Monde entier

Per­du dans le S‑Bahn. Le monde entier est là, Sikhs, Ukrainiens, Chi­nois, Mon­goles, Pyg­mées, quelques alle­mands, beau­coup d’Ana­toliens. En poche deux abon­nements heb­do­madaires que la machine à imprimés pour de mau­vais­es dates, nous prenons le métro pour aller au bureau des abon­nements qui nous remet­tra un abon­nement qui nous per­me­t­tra de pren­dre le métro. Pavoisé aux couleurs de l’ho­mo­sex­u­al­ité le bureau mais fer­mé. A Marien­platz, je prends un bol d’air en sur­face, devant la cathé­drale, redescends hor­ri­fié: “n’y va pas, dis-je à Gala, c’est un cirque”. Qu’une envie, ren­tr­er dans l’ap­parte­ment-boîte Google, m’asseoir con­tre le frig­ori­fique, boire les quinze bières que j’ai mis­es à refroidir.

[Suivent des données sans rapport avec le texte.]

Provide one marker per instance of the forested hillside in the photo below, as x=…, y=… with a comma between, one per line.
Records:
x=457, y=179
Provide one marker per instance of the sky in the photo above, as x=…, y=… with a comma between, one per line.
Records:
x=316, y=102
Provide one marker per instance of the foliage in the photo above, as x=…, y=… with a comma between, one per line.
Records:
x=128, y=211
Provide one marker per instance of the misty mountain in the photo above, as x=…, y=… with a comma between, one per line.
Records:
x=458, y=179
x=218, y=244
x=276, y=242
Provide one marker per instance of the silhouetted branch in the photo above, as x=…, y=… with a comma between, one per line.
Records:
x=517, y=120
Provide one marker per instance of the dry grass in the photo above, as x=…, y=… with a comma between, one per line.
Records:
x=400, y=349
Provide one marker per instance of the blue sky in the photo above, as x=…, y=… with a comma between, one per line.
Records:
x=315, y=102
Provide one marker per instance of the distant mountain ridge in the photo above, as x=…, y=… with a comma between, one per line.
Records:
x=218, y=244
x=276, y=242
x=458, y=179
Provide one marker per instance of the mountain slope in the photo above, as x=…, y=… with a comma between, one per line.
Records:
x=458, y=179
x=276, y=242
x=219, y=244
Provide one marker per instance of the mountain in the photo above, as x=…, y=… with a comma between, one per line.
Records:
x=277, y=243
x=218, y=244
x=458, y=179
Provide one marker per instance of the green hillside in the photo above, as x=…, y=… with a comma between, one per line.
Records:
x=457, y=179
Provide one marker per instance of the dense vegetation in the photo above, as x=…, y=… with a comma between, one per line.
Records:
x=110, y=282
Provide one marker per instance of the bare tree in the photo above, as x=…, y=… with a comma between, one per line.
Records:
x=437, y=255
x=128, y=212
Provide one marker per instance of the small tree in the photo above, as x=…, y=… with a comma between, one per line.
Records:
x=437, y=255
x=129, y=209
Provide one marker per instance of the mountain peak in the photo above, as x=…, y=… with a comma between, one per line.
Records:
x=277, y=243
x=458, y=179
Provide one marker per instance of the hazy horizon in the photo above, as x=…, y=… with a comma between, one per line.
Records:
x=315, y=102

Mais il faut. Il faut quoi? Quelque chose. Par exem­ple vis­iter la Pina­cothèque. Je me trompe de sta­tion de métro. La chaleur est éprou­vante. Gala marche lente­ment. Ce qu’il faut devient plus clair: renon­cer. Juste­ment une table se libère en ter­rasse. C’est un bistrot d’al­cooliques. Un bistrot de quarti­er. Un bistrot pour vieux. Le serveur apporte des Frank­furter, du pain et un litre d’Au­gustin­er. Ce qu’il faudrait, c’est rester là quelque années, comme ces alcooliques du vingtième siè­cle, voisins vieux du quarti­er qui ne ren­trent chez eux que pour piss­er, revi­en­nent sur la ter­rasse, le dos au mur, le regard flou, et con­tem­plent le cirque qu’est la société quand le monde entier est là.